As we all know, the glittery sight of tinsel is a holiday staple that decorates many Christmas trees this time of year. But do you know the history of tinsel or what it's actually made of?
This new video by Chemical & Engineering News tells us about the origins as well as the composition of tinsel throughout history. And some of the facts might surprise you.
Historians believe that the Germans invented tinsel in the 1600s. At first, they made it of real silver pressed into narrow strips. Obviously, this was probably a historical decorative practice limited to wealthy families. On those trees, the silver sparkled, especially when added with flickering lights in the form of real candles.
Yes, that's right. Historically, people used real candles on real flammable trees with real fire. But the sparkling was important, because traditionally, tinsel represented the sparkling of stars over the Nativity scene.
However, silver tarnishes easily, especially when exposed to the smoke coming from the candles, and blackened tinsel was ugly. So eventually, people made tinsel from other shiny metals. By the time the 20th century rolled around, people used metals such as tin and lead for adding their holiday sparkle.
Yes, that's right. People were throwing strands of lead on their trees. But by that time, less dangerous lights replaced lit candles, so maybe it was a fair trade-off.

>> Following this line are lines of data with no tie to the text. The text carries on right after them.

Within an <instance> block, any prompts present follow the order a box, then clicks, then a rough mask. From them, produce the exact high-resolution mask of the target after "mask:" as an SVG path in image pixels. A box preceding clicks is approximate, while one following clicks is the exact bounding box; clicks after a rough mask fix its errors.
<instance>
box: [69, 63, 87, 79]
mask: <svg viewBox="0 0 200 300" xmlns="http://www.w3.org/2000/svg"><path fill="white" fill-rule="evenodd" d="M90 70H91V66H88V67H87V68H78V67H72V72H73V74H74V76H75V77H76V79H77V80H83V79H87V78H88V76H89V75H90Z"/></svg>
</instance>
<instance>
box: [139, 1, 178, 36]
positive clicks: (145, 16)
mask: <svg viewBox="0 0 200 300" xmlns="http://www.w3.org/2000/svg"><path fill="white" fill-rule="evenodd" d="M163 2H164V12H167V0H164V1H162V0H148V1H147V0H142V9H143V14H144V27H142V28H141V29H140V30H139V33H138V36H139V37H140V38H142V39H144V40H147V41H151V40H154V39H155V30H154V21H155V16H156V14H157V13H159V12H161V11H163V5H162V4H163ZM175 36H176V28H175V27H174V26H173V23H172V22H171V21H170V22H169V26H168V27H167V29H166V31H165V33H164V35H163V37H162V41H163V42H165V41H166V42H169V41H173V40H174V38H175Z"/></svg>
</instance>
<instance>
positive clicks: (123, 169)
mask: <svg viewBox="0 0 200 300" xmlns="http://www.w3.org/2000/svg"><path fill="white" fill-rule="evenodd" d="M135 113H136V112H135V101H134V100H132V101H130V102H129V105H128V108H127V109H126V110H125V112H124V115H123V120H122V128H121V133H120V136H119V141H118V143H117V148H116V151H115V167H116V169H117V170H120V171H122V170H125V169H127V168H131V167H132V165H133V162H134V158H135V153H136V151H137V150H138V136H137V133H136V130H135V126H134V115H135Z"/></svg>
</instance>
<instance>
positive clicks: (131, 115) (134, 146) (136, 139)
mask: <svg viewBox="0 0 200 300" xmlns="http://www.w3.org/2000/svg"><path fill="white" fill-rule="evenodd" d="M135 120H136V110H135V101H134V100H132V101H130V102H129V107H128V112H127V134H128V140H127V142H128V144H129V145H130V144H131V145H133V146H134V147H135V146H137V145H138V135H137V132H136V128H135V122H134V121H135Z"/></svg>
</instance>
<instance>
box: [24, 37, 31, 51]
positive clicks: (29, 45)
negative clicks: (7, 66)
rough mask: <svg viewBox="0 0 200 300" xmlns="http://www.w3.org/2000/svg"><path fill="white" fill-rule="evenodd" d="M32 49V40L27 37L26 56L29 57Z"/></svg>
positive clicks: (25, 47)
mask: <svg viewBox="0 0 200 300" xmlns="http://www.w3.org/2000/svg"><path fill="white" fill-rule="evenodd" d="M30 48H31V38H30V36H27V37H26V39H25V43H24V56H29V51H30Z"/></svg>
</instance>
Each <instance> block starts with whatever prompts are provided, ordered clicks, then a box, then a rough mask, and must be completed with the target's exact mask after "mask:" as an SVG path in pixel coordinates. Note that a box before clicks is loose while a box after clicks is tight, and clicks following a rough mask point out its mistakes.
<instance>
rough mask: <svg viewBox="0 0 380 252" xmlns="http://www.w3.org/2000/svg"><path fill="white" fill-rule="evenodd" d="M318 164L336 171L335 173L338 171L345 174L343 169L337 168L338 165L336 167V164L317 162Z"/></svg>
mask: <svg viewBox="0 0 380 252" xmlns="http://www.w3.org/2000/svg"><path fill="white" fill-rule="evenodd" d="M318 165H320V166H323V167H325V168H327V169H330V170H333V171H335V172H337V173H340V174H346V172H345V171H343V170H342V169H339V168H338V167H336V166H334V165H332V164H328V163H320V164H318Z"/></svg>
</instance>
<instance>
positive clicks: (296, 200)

Of course, in the 1960s, concerns grew about lead exposure, particularly in children. In 1971, The FDA asked manufacturers to voluntarily stop making tinsel out of the substance, although it was never outright banned, because the agency had no proof that lead tinsel constituted a health hazard.
Now, tinsel and Christmas trees, are much safer. Manufacturers make tinsel from plastic, usually polyvinyl chloride. Of course, this new tinsel doesn't hang as well as its silver, tin and lead counterparts, but in this day and age, it will have to do.
Although today's tinsel is relatively safe for humans, veterinarians still advise that it's dangerous for pets, especially if they ingest it, which they would probably try to do. So caution is recommended if you're using tinsel around animals.